「煦兮杳杳,孔靜幽默。出自《九章 懷沙》,孔靜幽默的意思不用我解釋,表姐應該知道是寂靜無聲。公主剛說完話,你就說公主殿下幽默,難道不是要讓公主保持寂靜,不要說話干擾你泡茶嗎?表姐,公主不氣惱才怪。」敏瑜心裡暗嘆一聲,自以為博學多聞的人卻出這樣的錯,她真的是無言了。
啊?幽默是寂靜的意思?秦嫣然愣了愣,忽然醒悟過來自己說了一個古人聽不懂或者說會誤解的詞,她連忙補救道:「公主殿下,我不是那個意思,我原意是想說您詼諧,並不是……」
「詼諧?什麼時候詼諧和幽默是一個意思了?」福安公主臉色卻沒有好轉,但是也不想揪住不放,淡淡的揮了揮手,道:「算了,看在你是敏瑜表姐的份上,這次就算了,以後說話不要這麼不經腦子。

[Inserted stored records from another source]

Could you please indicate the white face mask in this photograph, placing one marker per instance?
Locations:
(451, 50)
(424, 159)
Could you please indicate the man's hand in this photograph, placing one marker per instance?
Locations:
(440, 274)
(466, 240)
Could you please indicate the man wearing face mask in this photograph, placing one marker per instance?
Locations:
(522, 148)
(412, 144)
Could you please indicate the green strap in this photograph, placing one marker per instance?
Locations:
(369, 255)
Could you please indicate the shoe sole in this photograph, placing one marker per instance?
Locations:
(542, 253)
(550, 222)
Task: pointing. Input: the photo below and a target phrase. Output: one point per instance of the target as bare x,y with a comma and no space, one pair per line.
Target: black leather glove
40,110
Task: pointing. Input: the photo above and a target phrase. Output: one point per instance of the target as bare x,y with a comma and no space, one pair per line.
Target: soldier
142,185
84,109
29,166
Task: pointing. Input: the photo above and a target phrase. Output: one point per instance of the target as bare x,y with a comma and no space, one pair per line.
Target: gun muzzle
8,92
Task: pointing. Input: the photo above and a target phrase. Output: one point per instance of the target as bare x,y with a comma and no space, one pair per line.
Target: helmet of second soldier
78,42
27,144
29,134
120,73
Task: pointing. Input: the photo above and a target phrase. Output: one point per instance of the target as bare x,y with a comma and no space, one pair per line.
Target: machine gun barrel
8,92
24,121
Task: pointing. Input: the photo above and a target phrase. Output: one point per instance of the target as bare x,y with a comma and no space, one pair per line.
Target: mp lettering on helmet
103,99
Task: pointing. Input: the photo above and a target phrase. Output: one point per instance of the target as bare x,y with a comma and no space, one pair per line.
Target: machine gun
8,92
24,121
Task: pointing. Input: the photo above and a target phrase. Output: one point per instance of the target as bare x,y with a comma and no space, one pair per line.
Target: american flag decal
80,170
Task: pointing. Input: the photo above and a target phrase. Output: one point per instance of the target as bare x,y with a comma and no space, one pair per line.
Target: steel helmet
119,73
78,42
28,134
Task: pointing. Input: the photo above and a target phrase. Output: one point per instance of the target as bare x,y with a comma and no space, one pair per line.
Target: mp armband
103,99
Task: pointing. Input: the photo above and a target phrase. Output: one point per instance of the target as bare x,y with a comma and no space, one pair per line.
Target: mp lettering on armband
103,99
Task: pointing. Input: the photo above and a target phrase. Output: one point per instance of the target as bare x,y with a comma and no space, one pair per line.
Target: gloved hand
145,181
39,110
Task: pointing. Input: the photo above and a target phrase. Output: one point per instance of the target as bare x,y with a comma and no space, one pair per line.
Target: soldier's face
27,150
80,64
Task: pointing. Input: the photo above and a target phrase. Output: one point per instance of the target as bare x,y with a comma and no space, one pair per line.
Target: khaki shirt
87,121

你不是說泡茶很費功夫嗎?別磨蹭了,別蔓如一曲彈完,這茶還泡不好!」
「是,公主!」秦嫣然暗自咬牙,對為她解惑的敏瑜不但沒有半點感激,卻更多了些憤恨——她這不是在踩著自己現實她讀的書更多嗎?
一旁的王蔓如肚子都笑疼了,連《九章 懷沙》里的句子都記不清楚,都能這般胡亂用的人,還敢說自己自己學富五車,真是……她說自己讀的書少說也有五六百冊,現在看來,她能讀五六十冊就不錯了!
王蔓如眼珠子一轉,腦子裡忽然靈光一閃,微笑著坐下,簡單的調試了兩個音,就開始彈奏起來,彈的卻是她剛剛才跟著樂師學的《流水》,她的琴藝原本就很一般,這首曲子又初學不久,只記住了曲譜,指法基本記住,至於說意境——她能夠順暢的將這首曲子彈完,就已經很不錯了,意境什麼的根本就不奢求。
或許是看到秦嫣然吃癟,讓剛剛因為她鬱結在胸口的那一口氣疏散開來,更讓自己多了幾分好心情,王蔓如的表現還真的是比平時好了很多,一首曲子彈完,曲調一點沒有出錯不說,指法也只錯了三五處,比平時的表現好的多。
一曲罷,除了敏心等不知她底細的幾人禮貌的掌聲之外,知道她水準的人都用力鼓掌,福安公主更不吝誇獎的道:「彈得真好!」
「謝謝公主誇獎!」王蔓如也覺得自己超常發揮,臉上帶了志得意滿的笑容,自己誇了自己一句,道:「我也覺得彈得很不錯!」
這就叫不錯?秦嫣然撇了撇嘴,能夠在宮裡,跟著可能是這個時代最優秀的琴師學彈琴,卻還只是這個水平,還好意思說自己彈得不錯……不過,福安公主也說她彈得好,那麼應該是不錯了,或許……秦嫣然心裡底氣更足了些,王蔓如都能得到福安公主的真心誇讚,那麼自己要是彈奏一曲的話,起碼也能驚艷四場吧!想到這裡,她就有些懊悔,懊悔自己為了穩妥起見,沒有先上場,要是那樣的話,就不會說錯了一個詞,讓公主誤會,還給了敏瑜踩著自己出風頭的機會。
思忖間,紅泥小爐上的水開了,秦嫣然立刻熟稔的開始自己的茶藝表演,她先泡出第一泡茶來,笑著道:「這第一泡茶,稱之為洗茶,洗茶即可洗去茶葉表面雜質,且可誘發茶香、茶味,是泡茶必不可少的一道工序。」